To summarize, results from the contemporary neuropsychological literature are controversial and very heterogeneous. Most of the studies are affected by poor controlling for important covariates, such as ageing, duration of HIV infection, duration of ART and stage of HIV disease; if such covariates were properly taken into account, quantitatively and qualitatively different conclusions might be drawn.

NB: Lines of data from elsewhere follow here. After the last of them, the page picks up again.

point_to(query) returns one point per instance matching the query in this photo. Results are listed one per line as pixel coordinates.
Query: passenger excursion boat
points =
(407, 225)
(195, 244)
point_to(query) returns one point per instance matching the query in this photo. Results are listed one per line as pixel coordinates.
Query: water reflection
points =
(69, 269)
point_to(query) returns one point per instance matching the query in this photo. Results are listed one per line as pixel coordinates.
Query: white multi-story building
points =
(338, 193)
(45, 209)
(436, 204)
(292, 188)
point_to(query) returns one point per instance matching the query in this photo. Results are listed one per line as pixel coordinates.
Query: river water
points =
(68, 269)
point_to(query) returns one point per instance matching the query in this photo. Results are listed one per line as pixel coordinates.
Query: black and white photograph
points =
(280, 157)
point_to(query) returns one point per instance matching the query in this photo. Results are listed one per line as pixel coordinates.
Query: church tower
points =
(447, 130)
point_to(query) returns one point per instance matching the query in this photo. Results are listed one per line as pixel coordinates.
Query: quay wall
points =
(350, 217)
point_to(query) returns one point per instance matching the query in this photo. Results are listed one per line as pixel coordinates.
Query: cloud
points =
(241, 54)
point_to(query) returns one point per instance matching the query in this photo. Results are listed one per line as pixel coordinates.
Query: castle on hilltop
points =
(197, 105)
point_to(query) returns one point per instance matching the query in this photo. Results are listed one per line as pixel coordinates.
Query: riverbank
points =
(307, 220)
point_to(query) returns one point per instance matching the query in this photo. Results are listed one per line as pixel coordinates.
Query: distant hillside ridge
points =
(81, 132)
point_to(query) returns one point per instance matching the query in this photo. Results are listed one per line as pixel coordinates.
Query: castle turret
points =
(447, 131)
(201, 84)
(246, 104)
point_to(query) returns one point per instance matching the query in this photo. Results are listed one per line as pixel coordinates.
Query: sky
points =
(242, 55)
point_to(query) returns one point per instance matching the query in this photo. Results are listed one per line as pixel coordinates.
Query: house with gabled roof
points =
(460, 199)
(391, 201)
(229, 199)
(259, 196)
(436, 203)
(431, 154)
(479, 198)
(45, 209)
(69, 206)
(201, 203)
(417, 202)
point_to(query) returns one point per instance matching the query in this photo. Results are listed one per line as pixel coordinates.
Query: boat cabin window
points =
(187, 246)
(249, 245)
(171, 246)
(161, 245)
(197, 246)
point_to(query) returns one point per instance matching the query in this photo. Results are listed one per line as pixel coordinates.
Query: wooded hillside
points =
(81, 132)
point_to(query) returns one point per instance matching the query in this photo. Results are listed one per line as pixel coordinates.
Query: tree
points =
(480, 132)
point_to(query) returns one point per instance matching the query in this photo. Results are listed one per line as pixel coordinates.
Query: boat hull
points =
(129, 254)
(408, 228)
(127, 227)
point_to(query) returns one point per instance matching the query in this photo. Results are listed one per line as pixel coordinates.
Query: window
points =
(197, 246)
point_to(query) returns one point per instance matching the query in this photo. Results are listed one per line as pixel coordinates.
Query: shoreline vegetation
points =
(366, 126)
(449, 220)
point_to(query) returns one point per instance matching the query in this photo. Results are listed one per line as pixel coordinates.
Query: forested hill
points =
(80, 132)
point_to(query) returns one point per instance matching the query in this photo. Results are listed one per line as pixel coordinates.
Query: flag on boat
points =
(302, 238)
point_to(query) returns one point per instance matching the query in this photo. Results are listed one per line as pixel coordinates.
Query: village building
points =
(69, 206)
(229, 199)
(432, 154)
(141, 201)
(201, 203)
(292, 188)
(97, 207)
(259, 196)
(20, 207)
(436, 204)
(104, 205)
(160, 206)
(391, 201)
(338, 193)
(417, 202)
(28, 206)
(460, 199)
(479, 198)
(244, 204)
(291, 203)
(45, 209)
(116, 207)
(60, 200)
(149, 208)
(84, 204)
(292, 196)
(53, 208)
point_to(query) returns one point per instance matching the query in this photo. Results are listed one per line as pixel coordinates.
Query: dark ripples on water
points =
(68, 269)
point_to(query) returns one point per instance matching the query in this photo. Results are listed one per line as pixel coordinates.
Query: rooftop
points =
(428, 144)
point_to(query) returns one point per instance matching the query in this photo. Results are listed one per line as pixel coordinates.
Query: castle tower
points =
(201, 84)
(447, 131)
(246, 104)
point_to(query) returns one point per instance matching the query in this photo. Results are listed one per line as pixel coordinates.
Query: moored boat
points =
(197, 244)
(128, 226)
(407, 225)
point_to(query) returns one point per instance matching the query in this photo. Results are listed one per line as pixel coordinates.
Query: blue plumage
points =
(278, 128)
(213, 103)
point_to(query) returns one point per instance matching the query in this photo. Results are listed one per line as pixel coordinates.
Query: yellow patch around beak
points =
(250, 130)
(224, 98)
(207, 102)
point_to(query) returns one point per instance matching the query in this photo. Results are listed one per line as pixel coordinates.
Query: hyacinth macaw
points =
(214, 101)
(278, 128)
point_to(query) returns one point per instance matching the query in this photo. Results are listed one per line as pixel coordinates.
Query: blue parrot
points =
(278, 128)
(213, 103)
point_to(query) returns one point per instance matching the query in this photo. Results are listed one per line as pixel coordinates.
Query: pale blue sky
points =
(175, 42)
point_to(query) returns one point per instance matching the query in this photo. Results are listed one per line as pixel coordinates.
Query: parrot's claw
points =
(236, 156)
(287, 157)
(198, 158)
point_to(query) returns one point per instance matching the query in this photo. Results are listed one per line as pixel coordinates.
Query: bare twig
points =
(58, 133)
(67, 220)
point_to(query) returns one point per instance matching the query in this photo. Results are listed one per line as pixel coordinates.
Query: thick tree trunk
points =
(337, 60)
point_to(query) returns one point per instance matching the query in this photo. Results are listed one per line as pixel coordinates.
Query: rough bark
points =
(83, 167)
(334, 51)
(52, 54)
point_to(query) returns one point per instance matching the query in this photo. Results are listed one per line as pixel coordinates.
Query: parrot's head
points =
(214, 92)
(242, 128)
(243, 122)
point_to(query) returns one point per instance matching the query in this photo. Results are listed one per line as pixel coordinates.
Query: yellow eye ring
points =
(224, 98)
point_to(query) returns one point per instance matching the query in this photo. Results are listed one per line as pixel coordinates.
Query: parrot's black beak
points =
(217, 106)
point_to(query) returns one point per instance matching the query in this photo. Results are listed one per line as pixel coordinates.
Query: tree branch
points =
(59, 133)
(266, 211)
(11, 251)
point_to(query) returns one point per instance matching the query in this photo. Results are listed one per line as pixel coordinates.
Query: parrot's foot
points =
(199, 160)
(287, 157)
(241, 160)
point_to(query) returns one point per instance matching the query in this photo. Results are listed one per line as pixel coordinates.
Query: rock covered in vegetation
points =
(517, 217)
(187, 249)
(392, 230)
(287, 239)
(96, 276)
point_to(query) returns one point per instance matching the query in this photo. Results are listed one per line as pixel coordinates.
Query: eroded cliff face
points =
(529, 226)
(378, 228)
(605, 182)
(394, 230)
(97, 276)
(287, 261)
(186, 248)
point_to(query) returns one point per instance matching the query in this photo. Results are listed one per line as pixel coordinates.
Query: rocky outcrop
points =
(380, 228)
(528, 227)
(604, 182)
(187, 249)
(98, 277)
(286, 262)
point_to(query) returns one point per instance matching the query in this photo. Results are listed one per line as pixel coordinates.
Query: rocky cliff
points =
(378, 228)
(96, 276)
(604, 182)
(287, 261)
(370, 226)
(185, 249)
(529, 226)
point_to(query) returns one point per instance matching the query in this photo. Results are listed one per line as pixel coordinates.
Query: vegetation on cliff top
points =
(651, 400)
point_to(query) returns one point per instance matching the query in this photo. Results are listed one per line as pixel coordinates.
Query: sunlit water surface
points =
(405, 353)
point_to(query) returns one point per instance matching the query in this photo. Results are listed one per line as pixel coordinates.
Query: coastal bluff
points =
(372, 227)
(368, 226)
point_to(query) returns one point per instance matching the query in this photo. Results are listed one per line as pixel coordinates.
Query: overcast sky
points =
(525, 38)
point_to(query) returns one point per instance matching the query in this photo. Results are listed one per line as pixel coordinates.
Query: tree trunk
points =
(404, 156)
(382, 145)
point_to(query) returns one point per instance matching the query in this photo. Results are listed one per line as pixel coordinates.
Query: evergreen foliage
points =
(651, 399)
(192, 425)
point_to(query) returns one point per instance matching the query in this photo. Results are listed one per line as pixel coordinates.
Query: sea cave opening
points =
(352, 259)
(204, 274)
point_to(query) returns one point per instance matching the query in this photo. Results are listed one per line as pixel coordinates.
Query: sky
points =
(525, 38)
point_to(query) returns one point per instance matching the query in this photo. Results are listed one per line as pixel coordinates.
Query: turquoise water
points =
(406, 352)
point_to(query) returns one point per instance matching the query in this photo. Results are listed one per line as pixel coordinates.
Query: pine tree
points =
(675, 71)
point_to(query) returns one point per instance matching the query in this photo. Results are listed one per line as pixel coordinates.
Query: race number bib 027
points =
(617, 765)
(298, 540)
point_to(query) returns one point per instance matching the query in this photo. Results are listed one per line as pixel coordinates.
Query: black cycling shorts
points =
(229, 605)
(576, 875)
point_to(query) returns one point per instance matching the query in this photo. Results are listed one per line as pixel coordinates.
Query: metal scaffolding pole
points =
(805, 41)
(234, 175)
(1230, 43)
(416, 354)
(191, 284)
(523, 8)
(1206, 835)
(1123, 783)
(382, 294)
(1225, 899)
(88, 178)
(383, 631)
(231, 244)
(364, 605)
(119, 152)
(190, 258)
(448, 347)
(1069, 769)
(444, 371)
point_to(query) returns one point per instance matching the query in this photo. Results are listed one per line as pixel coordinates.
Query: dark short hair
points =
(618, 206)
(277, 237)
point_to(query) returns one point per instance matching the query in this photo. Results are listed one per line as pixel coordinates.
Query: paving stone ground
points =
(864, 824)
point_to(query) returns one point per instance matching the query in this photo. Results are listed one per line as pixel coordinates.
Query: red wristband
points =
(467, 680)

We recommend that future studies should be conducted in large cohorts of people living with HIV. Although normative data collected for healthy participants are available for standardized neuropsychological tests, we suggest that a sample of matched control participants should also be routinely tested, using ad hoc criteria to select the matching variables. We also suggest the adoption in data analysis of multivariable statistical models, adjusted for variables such as nadir/current CD4 count, stage of HIV infection and viral load, alcohol/substance use, and the presence of chronic diseases such as diabetes and HCV infection. Our general conclusion is that the question of whether there is an association of HIV infection with memory function impairment is far from being answered. Given the clinical and ecological importance of this problem, we encourage new collaborative research to resolve this issue definitively.